Кругломордый тупо разинул рот и уставился на чиновника. Беседа становилась, мягко говоря, малоинтересной.

— Да нет, кой хрен телевизионная. Бордель тут был, вот что. Можно было купить все, что угодно. Все, что угодно. Вот раз мы с женой…

Чиновник отставил стакан:

— Извините, пожалуйста, но меня ждут.

В салоне башни было не протолкнуться. Черные скелеты густо обсели центральный кольцевой бар, остальные болтали в многочисленных кабинках.

Единственным освещением душноватого зала служили лицевые экраны клиентов да телевизоры, развешанные по периметру потолка.

Никем не замеченный, чиновник задержался рядом с группой двойников, увлеченно смотревших на экран. Пожар в трущобах, из окон горящих зданий прыгают люди. По узеньким улицам катится людской вал. Люди потрясают кулаками, что-то скандируют. Небо затянуто дымом, полиция разгоняет толпу электрошоковыми копьями. Бред, безумие, конец света.

— Что это там такое? — поинтересовался чиновник.

— Беспорядки в Фэне, — откликнулся один из зрителей. — Это — район Порт-Ричмонда, чуть пониже водопадов, в зоне затопления. Эвакуаторы поймали мальчонку, поджигавшего какой-то склад, и забили его до смерти.

— Просто отвратительно, — вмешался другой. — Люди ведут себя как скоты. Хуже скотов — ведь им это нравится.

— Дело в том, что желающие поучаствовать стекаются со всего Пидмонта. Особенно подростки — для них это нечто вроде обряда инициации. Власти перекрыли дороги, но даже это не спасает.

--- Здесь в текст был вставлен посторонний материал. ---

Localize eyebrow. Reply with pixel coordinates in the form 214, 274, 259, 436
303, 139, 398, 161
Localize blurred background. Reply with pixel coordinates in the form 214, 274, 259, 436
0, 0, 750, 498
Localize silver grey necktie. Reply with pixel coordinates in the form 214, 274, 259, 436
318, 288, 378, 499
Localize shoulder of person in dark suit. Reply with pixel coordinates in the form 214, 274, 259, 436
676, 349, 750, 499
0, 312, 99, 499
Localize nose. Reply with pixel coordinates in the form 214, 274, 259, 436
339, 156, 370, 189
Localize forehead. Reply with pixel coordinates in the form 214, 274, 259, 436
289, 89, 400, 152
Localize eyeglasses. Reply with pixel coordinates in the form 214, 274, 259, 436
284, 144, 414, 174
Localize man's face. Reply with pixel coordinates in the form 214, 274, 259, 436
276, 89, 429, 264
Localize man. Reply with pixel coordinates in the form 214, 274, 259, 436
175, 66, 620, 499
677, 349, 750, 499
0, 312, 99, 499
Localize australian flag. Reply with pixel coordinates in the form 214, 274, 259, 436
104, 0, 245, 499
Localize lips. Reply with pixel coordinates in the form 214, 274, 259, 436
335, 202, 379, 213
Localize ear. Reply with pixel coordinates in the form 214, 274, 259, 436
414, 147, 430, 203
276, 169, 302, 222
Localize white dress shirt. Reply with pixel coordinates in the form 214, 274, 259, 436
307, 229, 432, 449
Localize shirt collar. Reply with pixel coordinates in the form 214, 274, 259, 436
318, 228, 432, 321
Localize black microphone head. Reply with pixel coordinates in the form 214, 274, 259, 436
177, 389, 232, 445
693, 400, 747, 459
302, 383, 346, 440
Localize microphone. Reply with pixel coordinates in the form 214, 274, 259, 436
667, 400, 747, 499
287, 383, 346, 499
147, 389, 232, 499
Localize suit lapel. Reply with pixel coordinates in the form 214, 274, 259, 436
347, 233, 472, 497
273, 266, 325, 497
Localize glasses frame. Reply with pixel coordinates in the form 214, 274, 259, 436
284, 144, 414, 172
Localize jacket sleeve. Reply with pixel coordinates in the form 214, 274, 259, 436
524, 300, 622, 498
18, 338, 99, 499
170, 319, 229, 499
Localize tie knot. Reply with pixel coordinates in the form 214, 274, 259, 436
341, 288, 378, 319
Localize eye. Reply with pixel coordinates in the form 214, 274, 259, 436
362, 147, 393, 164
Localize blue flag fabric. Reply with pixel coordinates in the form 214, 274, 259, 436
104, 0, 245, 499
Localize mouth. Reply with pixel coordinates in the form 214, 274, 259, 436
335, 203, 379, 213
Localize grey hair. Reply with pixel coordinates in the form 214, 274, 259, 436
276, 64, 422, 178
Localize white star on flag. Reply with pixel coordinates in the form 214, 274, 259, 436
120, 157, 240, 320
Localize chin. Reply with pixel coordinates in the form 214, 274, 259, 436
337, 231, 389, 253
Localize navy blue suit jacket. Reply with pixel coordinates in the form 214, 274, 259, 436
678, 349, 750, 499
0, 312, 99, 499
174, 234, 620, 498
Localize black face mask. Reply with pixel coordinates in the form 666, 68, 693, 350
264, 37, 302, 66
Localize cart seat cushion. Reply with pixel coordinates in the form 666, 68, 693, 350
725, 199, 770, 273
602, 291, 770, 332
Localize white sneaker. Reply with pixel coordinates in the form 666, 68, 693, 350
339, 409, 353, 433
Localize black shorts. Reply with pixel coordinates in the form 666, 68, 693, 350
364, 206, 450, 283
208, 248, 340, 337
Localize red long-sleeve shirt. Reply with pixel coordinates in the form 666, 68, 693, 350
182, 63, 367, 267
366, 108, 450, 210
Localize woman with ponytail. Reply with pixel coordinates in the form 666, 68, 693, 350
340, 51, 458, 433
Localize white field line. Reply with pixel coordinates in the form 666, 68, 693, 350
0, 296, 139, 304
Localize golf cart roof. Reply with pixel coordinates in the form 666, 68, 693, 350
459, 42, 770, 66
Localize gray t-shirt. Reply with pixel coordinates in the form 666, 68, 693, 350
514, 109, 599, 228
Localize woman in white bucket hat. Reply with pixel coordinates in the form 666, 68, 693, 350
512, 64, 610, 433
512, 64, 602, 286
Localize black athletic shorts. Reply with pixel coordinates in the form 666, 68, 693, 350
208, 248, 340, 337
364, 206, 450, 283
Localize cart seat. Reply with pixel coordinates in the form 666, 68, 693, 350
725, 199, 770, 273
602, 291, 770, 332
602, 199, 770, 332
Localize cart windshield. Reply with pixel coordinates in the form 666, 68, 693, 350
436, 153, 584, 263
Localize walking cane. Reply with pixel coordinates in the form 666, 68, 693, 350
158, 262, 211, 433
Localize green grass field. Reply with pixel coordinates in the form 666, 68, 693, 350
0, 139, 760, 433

— Пороть их надо, вот что. Хотя не так уж они и виноваты. Все это — от жизни на планете, вдали от сдерживающих, дисциплинирующих факторов цивилизации.

— Что ни говори, — заметил третий, — а в каждом из нас сидит такой же дикарь. Будь я малость помоложе, я тоже был бы там, с ними.

— Да уж, не сомневаюсь.

Слабый, еле заметный проблеск света — в середине бара приоткрылась и тут же торопливо захлопнулась дверь кладовки. За это мгновение чиновник успел заметить в щели узкое бледное лицо. Даже не заметить, а почувствовать, почти подсознательно, но и этого было достаточно; он решил понаблюдать — не повторится ли чудное видение.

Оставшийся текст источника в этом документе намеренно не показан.